Ban Ki-Moon
Acabamos de comemorar os 64 anos de um
documento que nasceu em dezembro de 1948 e mudou para sempre a visão de como
tratamos os membros da família humana.
A Declaração Universal dos Direitos
Humanos provocou uma mudança fundamental no pensamento global, afirmando que
todos os seres humanos, não alguns, não a maioria, mas todos nascem livres e
iguais em dignidade e direitos.
A luta para concretizar os ideais da
declaração é o cerne da missão das Nações Unidas. A comunidade internacional
tem construído um forte histórico de combate ao racismo, promoção da igualdade
de gênero, proteção das crianças e quebra das barreiras enfrentadas por pessoas
com deficiência.
Enquanto alguns velhos preconceitos
estão diminuindo, outros permanecem. Em todo o mundo, lésbicas, gays,
bissexuais e transgêneros (LGBT) são agredidos, às vezes mortos. Mesmo crianças
e adolescentes são insultados por seus pares, espancados e intimidados.
Pessoas LGBT sofrem no trabalho, em
clínicas e hospitais e nas escolas --os mesmos lugares que deveriam
protegê-los. Mais de 76 países continuam criminalizando a homossexualidade.
Muitas vezes já falei contra esta
trágica e injusta discriminação, e os desenvolvimentos positivos dos últimos
anos me encorajam a seguir lutando. Foram realizadas reformas em muitos países.
Na ONU, tivemos inovações históricas.
Em 2011, o Conselho de Direitos Humanos
adotou a primeira resolução da ONU sobre direitos humanos, orientação sexual e
identidade de gênero, expressando "grave preocupação" com a violência
e a discriminação contra as pessoas LGBT.
A Alta Comissária publicou o primeiro
relatório da ONU sobre o problema e o Conselho discutiu os resultados em 2012
--a primeira vez que um organismo da ONU fez um debate formal sobre o assunto.
Os ativistas ajudaram a abrir a porta. Não podemos deixar que se feche.
É um ultraje que tantos países continuem
criminalizando as pessoas só por amar outro ser humano do mesmo sexo. Em alguns
casos, novas leis discriminatórias estão sendo criadas. Em outros, essas leis
foram herdadas das potências coloniais. Leis enraizadas em preconceitos do
século 19 estão enchendo o século 21 de ódio.
Quando me encontro com líderes de todo o
mundo, levanto a minha voz e peço igualdade para os membros LGBT de nossa
família humana. Muitos líderes dizem que gostariam de poder fazer mais, mas
apontam a opinião pública como uma barreira para o progresso. Eles também citam
as crenças religiosas e os sentimentos culturais.

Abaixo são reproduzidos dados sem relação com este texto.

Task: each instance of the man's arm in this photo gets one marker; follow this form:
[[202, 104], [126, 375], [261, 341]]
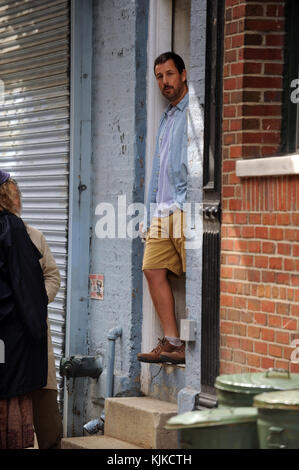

Respeito plenamente os direitos dos
povos em acreditar nos ensinamentos religiosos que escolheram. Isso também é um
direito humano. Mas não pode haver desculpa para violência ou discriminação,
nunca.
Entendo que pode ser difícil se levantar
contra a opinião pública. Mas só porque a maioria desaprova determinados
indivíduos, não dá direito ao Estado de reter seus direitos básicos.
A democracia é mais do que a regra da
maioria. Ela exige defesa das minorias vulneráveis diante de maiorias hostis.
Os governos têm o dever de desafiar o preconceito, não ceder a ele.
Todos temos um papel a desempenhar.
Desmond Tutu disse recentemente que a onda da mudança é feita de até um milhão
de ondulações. Ao celebrarmos os direitos humanos, vamos mais uma vez lutar
pela implementação da promessa da declaração: que eles sejam para todas as
pessoas --como foi planejado.
BAN KI-MOON, 68, diplomata
sul-coreano, é secretário-geral da ONU
Publicado na Folha de S.Paulo, em 04/01/2013.